Someone shared this article recently, and I thought it was pretty neat.

List your most recently-used branches using Git by Scott Stafford

Set up a git alias that uses the reflog to show what branches you have most recently been using.

But there was one small detail I couldn’t get past. See if you can spot it in the sample below.

1 day ago:  add-categories-to-store-home
7 days ago:  master
7 days ago:  cancellation-improvements
7 days ago:  add-phone-number
8 days ago:  show-banner-for-unpaid-orders
12 days ago:  add-order-address-update

Yep, the alignment of each branch name is all off, and it makes it more difficult to scan.

The fix, thankfully, was simple. All that needed to be done was to add a \t to the output.

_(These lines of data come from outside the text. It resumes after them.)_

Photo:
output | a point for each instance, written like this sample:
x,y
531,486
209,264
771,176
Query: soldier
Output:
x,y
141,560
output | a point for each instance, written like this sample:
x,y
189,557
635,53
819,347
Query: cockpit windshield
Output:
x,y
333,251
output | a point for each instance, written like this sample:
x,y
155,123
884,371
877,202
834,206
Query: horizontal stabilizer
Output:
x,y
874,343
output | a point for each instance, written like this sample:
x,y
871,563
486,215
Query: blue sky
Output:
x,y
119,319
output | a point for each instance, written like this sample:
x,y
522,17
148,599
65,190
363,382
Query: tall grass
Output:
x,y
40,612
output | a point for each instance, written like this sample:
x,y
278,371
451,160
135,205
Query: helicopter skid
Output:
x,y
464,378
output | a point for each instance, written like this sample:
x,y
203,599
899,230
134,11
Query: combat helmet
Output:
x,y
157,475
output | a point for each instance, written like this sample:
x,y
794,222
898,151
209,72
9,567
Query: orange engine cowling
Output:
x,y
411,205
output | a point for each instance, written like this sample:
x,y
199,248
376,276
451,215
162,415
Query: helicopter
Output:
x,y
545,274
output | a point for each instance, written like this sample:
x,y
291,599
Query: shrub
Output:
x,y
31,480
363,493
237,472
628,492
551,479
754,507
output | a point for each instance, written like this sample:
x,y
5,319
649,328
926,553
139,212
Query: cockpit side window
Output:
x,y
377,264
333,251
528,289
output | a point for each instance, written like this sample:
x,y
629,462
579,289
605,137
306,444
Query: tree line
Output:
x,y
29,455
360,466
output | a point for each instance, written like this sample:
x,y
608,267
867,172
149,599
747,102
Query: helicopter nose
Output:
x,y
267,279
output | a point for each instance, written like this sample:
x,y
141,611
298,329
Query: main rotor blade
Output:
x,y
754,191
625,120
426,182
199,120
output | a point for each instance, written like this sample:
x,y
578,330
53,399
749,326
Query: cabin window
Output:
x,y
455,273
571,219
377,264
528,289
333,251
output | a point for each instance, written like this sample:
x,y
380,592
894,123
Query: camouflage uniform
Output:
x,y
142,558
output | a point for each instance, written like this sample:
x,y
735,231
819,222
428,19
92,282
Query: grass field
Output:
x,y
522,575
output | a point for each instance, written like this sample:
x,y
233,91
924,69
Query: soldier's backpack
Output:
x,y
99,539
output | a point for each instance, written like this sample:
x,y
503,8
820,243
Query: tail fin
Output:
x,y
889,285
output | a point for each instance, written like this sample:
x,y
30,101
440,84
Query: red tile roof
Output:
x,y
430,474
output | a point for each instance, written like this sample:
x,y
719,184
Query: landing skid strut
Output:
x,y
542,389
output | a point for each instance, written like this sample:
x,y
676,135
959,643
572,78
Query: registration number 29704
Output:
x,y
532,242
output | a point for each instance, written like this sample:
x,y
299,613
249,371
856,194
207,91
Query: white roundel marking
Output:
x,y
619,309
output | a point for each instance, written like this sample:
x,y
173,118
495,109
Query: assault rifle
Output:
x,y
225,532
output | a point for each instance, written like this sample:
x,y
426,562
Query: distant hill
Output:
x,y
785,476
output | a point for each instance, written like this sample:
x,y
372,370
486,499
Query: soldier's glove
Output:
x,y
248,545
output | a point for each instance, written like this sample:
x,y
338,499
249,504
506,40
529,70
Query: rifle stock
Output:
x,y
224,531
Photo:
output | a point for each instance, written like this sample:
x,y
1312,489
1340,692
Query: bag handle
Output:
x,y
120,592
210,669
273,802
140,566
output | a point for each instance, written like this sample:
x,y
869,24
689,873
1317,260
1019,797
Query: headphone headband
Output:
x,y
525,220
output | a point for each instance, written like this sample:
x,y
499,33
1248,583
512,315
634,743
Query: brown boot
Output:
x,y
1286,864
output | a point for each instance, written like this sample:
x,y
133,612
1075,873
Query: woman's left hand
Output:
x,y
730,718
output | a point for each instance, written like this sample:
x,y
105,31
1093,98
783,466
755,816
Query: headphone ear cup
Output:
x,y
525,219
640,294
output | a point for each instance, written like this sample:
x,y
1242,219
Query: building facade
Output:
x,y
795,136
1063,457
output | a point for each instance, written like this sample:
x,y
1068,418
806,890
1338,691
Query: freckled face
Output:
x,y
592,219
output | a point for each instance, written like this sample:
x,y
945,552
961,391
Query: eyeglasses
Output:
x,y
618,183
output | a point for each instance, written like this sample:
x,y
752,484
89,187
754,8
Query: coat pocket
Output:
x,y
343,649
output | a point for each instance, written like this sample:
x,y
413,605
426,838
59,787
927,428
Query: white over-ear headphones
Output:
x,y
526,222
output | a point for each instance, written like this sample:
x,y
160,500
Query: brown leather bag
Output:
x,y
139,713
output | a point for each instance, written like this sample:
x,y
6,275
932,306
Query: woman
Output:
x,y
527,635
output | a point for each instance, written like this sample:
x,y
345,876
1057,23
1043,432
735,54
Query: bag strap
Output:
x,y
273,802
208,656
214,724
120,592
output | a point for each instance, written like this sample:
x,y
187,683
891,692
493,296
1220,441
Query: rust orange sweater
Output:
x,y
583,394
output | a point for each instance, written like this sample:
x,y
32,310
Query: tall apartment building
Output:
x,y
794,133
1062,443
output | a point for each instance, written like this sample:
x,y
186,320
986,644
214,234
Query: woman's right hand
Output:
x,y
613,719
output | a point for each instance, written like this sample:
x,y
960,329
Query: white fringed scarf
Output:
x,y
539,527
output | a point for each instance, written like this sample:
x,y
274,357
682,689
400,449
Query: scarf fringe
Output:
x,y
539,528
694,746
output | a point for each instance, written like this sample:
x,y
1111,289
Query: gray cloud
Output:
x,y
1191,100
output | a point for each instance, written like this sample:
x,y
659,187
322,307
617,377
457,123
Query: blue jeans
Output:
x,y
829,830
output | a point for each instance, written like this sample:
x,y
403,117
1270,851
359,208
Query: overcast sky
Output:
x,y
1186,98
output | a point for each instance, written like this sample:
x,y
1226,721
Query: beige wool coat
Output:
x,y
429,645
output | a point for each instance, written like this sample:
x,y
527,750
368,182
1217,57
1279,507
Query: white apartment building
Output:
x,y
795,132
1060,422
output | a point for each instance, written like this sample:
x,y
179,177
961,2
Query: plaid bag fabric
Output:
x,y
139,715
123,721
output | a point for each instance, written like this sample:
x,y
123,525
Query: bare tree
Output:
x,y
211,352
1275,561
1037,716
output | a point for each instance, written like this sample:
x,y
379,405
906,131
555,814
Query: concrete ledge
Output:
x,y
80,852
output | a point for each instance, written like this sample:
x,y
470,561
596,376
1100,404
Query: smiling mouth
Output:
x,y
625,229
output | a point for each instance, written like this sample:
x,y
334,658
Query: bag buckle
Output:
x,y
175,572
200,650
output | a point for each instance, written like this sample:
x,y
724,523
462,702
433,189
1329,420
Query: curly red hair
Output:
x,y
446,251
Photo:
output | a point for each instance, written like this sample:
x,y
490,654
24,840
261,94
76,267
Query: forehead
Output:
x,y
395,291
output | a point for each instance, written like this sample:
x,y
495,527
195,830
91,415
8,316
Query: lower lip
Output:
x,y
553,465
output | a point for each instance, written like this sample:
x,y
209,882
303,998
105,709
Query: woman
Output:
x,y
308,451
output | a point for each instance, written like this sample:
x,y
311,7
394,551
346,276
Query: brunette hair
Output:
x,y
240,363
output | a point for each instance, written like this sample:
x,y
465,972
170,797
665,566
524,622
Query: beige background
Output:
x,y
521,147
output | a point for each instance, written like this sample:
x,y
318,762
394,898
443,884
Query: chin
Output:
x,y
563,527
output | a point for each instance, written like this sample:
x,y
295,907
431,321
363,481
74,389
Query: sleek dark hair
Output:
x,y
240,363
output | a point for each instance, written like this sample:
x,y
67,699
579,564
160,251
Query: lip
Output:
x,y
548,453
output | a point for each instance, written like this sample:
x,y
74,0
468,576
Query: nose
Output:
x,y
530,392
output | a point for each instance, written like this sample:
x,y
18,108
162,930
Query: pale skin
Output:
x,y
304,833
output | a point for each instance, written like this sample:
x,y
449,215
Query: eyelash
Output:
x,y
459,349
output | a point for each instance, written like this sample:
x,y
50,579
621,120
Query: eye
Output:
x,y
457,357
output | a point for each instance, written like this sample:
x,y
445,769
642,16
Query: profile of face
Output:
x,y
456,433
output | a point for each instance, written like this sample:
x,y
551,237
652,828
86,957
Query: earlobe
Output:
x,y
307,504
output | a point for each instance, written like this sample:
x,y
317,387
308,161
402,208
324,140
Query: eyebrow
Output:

1 days ago:     add-categories-to-store-home
7 days ago:     master
7 days ago:     cancellation-improvements
7 days ago:     add-phone-number
8 days ago:     show-banner-for-unpaid-orders
12 days ago:    add-order-address-update

So the new command is:

lb = !git reflog show --pretty=format:'%gs ~ %gd' --date=relative | grep 'checkout:' | grep -oE '[^ ]+ ~ .*' | awk -F~ '!seen[$1]++' | head -n 10 | awk -F' ~ HEAD@{' '{printf(\"  \\033[33m%s:\t \\033[37m %s\\033[0m\\n\", substr($2, 1, length($2)-1), $1)}'

A tad unwieldy, yes. But I don’t think I’ll need to change it for a while.

Enjoy your tabularly aligned output!